U.S. President Donald Trump's trade wars may hurt the Russian economy in ways that go beyond falling oil prices and shrinking budget revenues.
If the U.S. and China fail to reach a resolution, Beijing could devalue the yuan, making Chinese goods more competitive and threatening Russia’s domestic producers, an adviser to the head of Russia’s Central Bank has said.
“If the two sides escalate the confrontation too far, the result could be a weakening of the Chinese currency,” Kirill Tremasov said.
“That would enhance the competitiveness of Chinese goods in global markets, including our own. China accounts for a significant share of Russia’s imports, and this could pose risks to Russian manufacturers, especially if a flood of cheap Chinese goods enters the economy,” he continued.
Tremasov noted that such a move would have little effect on Russian exports to China, which are primarily raw materials and less sensitive to currency fluctuations. Imports, however, could be heavily affected, creating risks for Russia’s already strained economy.
China has emerged as Russia’s dominant trading partner since the invasion of Ukraine triggered far-reaching Western sanctions and an exodus of Western companies.
Last year, Beijing accounted for over one-third (34.1%) of Russia’s foreign trade turnover, including nearly 40% of imports, according to experts from the Gaidar Institute.
The majority of Chinese imports consist of machinery and consumer goods. The volume of those imports, the experts said, is largely determined by the strength of consumer and industrial demand in Russia — demand that remains strong and significantly outpaces supply. This imbalance has fueled inflation despite the Central Bank’s key interest rate sitting at 21%.
While Chinese brands have stepped in to fill the vacuum left by departing European, American and Japanese companies, they are also challenging Russian firms.
“The Chinese operate in the most marginal segment of the market; that is, they make more money with fewer cars. We are being squeezed into the low-margin segment,” said Maxim Sokolov, president of AvtoVAZ, Russia’s largest automaker.
Analysts at MMI have described the situation in Russia’s auto industry as a “capitulation to China.”
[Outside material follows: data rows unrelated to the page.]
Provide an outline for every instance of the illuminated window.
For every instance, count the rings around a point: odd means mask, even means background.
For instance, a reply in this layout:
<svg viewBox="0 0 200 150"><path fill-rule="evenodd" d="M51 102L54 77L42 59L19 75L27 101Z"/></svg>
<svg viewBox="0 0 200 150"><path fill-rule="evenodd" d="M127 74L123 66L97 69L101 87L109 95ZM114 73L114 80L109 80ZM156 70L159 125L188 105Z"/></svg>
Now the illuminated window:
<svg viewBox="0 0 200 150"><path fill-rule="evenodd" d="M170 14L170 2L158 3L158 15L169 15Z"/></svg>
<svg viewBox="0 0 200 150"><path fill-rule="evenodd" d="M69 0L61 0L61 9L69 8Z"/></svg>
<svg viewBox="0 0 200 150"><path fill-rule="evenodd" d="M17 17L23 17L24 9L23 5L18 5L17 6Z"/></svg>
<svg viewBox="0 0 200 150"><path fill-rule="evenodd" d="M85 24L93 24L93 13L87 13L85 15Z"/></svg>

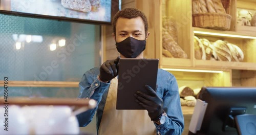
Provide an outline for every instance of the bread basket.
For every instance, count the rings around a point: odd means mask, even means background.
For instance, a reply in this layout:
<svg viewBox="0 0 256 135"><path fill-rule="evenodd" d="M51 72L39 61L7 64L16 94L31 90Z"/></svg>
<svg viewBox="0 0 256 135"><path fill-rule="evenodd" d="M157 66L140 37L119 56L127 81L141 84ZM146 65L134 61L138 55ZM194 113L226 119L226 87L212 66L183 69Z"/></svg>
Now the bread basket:
<svg viewBox="0 0 256 135"><path fill-rule="evenodd" d="M230 12L230 1L222 0L226 12ZM200 13L193 14L193 26L219 30L229 30L232 17L228 14Z"/></svg>

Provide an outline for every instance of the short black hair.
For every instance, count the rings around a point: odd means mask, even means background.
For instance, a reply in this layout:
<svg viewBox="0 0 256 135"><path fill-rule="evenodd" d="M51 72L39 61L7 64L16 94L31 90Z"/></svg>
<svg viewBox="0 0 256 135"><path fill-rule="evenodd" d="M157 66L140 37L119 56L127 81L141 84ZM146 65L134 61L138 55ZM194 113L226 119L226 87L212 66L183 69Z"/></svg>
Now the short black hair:
<svg viewBox="0 0 256 135"><path fill-rule="evenodd" d="M141 17L143 21L144 26L145 27L145 34L146 34L148 29L148 25L147 24L147 19L146 15L142 11L133 8L124 8L119 11L114 16L112 20L112 27L113 32L116 35L116 25L117 19L121 18L132 19L137 18L138 17Z"/></svg>

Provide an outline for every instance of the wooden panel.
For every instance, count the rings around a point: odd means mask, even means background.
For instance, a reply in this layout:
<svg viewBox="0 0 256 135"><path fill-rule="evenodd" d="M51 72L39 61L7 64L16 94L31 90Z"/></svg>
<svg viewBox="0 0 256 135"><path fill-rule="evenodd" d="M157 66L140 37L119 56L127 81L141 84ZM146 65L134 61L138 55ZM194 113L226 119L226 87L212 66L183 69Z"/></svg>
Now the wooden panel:
<svg viewBox="0 0 256 135"><path fill-rule="evenodd" d="M243 49L245 61L256 63L256 39L245 40Z"/></svg>
<svg viewBox="0 0 256 135"><path fill-rule="evenodd" d="M238 8L256 10L256 1L254 0L238 0L237 3Z"/></svg>
<svg viewBox="0 0 256 135"><path fill-rule="evenodd" d="M162 65L169 66L183 66L191 67L192 63L190 59L180 59L173 58L165 58L163 57Z"/></svg>
<svg viewBox="0 0 256 135"><path fill-rule="evenodd" d="M166 0L166 14L176 20L178 30L178 44L191 58L193 44L191 1Z"/></svg>
<svg viewBox="0 0 256 135"><path fill-rule="evenodd" d="M229 34L229 35L241 35L241 36L256 37L256 33L243 33L242 32L240 33L238 32L230 31L219 31L219 30L201 28L198 28L198 27L193 27L193 29L194 29L194 31L202 31L202 32L214 33L221 33L221 34ZM252 29L253 29L253 28L252 28ZM197 34L197 35L203 35L205 36L205 34ZM211 36L215 36L215 37L221 37L221 36L220 36L218 35L211 35ZM225 38L228 38L228 37L226 37ZM228 38L230 38L231 37L228 37ZM233 38L238 38L234 37Z"/></svg>
<svg viewBox="0 0 256 135"><path fill-rule="evenodd" d="M256 63L242 62L196 60L196 66L205 68L216 68L219 70L226 69L256 70L255 68L256 67Z"/></svg>
<svg viewBox="0 0 256 135"><path fill-rule="evenodd" d="M177 80L204 80L206 73L190 72L170 71Z"/></svg>
<svg viewBox="0 0 256 135"><path fill-rule="evenodd" d="M232 18L231 19L230 29L229 31L237 31L237 1L231 0L230 5L230 13L229 14Z"/></svg>
<svg viewBox="0 0 256 135"><path fill-rule="evenodd" d="M147 40L144 56L147 58L157 58L162 44L161 1L140 0L136 1L136 8L142 11L147 17L150 36ZM158 57L159 58L159 57Z"/></svg>
<svg viewBox="0 0 256 135"><path fill-rule="evenodd" d="M67 81L9 81L9 87L78 87L79 82ZM4 81L0 81L0 84L4 84Z"/></svg>
<svg viewBox="0 0 256 135"><path fill-rule="evenodd" d="M255 6L256 7L256 6ZM256 35L256 27L238 26L238 32L240 33L244 33L247 35Z"/></svg>

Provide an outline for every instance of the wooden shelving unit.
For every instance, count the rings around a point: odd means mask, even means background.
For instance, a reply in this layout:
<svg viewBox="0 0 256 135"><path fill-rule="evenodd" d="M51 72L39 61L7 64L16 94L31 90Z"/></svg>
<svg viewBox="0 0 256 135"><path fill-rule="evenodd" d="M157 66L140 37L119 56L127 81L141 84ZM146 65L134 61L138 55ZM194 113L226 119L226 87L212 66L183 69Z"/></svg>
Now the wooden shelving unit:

Civilian industrial production has also been weakening due to high interest rates and a nationwide labor shortage. Output fell in the first quarter and by March had dropped to its lowest level in two years, according to the state-linked Center for Macroeconomic Analysis and Short-Term Forecasting (TsMAKP).
A fresh wave of inexpensive Chinese imports could further undermine struggling domestic sectors.
The concern extends beyond consumer goods. A survey of small tech firms across various industries conducted last year said that the single greatest threat to Russia’s technological development is its growing reliance on imports, especially from China — a view shared by 54% of respondents.